From truffles to caviar, fancy foods tempt US consumers
From truffles to caviar, fancy foods tempt US consumers
From vintage sardines to tiny pearls of hand-rolled tea, fancy food finds plenty of hungry, high-end consumers in US.

New York: There's food to feed friends, and then there's food to impress them.

From vintage sardines to tiny pearls of hand-rolled tea, fancy food finds plenty of hungry, high-end consumers ready to pay, say manufacturers, importers and distributors at the Fancy Food Show in New York this week, where some 180,000 specialty foods were on display.

At Paramount Caviar, president Hossein Aimani said caviar sales are on the upswing. As the U.S. economy stumbled in recent years, consumers went for domestic hackleback and paddlefish at roughly $20 an ounce retail, he said.

This year, "they're buying more expensive caviar, more elegant caviar," Aimani said. "We're seeing improvement, about 10 or 15 percent higher sales over last year."

Top of the line at New York-based Paramount is Israeli caviar, at almost $100 an ounce retail.

Newly available in the United States as of this past month are tins of vintage French sardines by Mouettes d'Arvor, which can last 10 years if kept in a cool, dark cellar and turned over every six months, said French exporter Olivier Blanchard. "It's like wine," he said.

As the sardines age, the bones of the fish disintegrate so it can be eaten whole, added Francoise Crook of Worcester, Massachusetts-based Crossings which distributes the sardines.

"Just a little squirt of lemon and some good wine and there you are," she said.

There are truffles of course -- balsamic vinaigrette infused with white truffles, black truffle butter and Italian truffle salt, to name a few at the show, sponsored by the National Association for the Specialty Food Trade.

A jar, about six ounces, of Italian green peaches stuffed with truffles is $24 retail, while truffle mustard is $16 or so for about three ounces, sold by FungusAmongUs, based in Snohomish, Washington.

"The most expensive ingredient"

Even tea can be pricey, such as a new-to-market type made from leaves of a Korean hydrangea that releases a naturally sweet oil, said Marideth Post of The Republic of Tea, based in Novato, California. It retails for roughly $17 for 36 bags.

"It's plucked leaf by leaf, by hand, and then they hand-crumple it," she said. "The leaf is the most expensive ingredient we've ever procured for any tea in 16 years".

It's not, however, the most costly tea on their shelf.
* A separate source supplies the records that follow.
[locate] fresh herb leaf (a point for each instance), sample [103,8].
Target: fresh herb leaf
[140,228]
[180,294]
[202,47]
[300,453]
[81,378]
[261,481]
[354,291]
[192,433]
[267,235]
That would be Jasmine Pearls, tiny hand-rolled balls, at $37 for three ounces. The company produces just 1,000 cans a year.

A porcelet or milk-fed suckling pig retails at about $26 a pound, while duck bacon is $16 a pound, said John Knierim of importer D'Artagnan of Newark, New Jersey. Rugulach, the traditional Jewish pastry, too has its high end, selling for $15 a pound, said Ahmad Paksima, president of of Chewys, a San Diego, California-based bakery.

"Our rugulach is expensive compared to others," he said. "We use the best cream cheese, the best butter, the best fruit preserves you can get. We use pure chocolate, not junk. That's what makes it expensive."